The page I'm trying to scrape is http://zipatlas.com/us/oh/zip-code-comparison/population-below-poverty-level.1.htm
It loads some content through javascript, so I'm trying to use the expected_conditions module in selenium to detect it. What happens is that I apparently detect the element I'm looking for, but when I print the page source, it doesn't contain that element. There's a link labeled "TEST LINK" at the bottom of the page, so I figured if that has loaded, the rest of the page pretty much has also.
Here is my code:
from selenium import webdriver
from selenium.webdriver.support.ui import WebDriverWait
from selenium.webdriver.support import expected_conditions as EC
from selenium.webdriver.common.by import By
from selenium.common.exceptions import TimeoutException
curr_url = r"http://zipatlas.com/us/oh/zip-code-comparison/population-below-poverty-level.1.htm"
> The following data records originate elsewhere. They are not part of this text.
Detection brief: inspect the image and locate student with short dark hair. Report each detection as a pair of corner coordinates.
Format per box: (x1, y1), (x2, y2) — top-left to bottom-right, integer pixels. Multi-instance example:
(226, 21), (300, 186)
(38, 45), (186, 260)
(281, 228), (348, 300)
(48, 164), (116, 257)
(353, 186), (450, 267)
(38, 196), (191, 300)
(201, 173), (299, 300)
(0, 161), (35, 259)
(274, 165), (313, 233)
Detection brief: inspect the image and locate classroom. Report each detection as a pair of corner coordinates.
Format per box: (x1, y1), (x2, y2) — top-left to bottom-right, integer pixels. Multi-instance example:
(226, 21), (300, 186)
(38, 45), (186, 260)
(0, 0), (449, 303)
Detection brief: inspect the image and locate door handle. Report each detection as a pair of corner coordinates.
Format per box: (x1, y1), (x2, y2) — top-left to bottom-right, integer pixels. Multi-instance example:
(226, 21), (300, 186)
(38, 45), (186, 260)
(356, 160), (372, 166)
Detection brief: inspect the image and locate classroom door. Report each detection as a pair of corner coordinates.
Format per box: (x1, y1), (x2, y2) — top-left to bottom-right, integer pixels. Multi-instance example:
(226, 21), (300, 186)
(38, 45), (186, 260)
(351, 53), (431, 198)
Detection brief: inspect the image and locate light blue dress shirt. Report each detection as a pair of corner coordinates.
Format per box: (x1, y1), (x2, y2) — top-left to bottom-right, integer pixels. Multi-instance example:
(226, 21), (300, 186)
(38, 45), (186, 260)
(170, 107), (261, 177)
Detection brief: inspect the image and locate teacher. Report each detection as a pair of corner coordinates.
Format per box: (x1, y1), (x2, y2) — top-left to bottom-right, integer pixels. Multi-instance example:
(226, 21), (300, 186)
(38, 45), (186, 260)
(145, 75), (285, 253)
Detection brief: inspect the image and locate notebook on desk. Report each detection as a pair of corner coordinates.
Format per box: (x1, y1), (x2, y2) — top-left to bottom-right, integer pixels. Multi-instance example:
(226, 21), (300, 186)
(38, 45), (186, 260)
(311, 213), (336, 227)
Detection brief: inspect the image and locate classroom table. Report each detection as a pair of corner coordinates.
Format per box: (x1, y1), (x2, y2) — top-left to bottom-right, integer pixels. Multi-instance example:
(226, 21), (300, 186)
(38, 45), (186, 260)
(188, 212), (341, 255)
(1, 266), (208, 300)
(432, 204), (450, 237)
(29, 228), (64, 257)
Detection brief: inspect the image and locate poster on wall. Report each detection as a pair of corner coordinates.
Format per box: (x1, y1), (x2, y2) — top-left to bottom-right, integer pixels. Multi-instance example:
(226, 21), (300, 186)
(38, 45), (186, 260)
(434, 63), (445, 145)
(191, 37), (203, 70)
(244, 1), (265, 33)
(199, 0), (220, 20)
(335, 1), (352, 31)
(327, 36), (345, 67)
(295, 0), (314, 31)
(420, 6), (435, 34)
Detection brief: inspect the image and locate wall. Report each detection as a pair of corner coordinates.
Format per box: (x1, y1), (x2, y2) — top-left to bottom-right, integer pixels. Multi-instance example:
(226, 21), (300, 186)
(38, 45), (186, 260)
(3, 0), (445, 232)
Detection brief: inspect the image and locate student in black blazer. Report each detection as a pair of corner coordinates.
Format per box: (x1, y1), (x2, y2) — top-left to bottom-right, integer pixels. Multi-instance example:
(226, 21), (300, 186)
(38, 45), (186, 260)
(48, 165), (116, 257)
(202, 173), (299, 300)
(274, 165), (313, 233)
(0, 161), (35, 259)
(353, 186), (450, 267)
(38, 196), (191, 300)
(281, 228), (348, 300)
driver = webdriver.Firefox()
driver.get(curr_url)
try:
myElem = WebDriverWait(driver, 30).until(EC.presence_of_element_located((By.LINK_TEXT, 'TEST LINK')))
except TimeoutException:
print("took too long to load")
print("element detected")
elem = driver.find_element_by_link_text('TEST LINK')
html = elem.get_attribute("outerHTML")
print(html)
print(driver.page_source)
driver.close()
I do successfully print out the detected element as <a href="">TEST LINK</a>
However, in the page_source that is printed out, I cannot find this. The page source is located here. I also tried using other expected_conditions like element_to_be_clickable
So my question is why is the located element not appearing in the page source? Also, is there any other way to detect that the whole page has loaded? Using expected_conditions is really the only potential solution I found.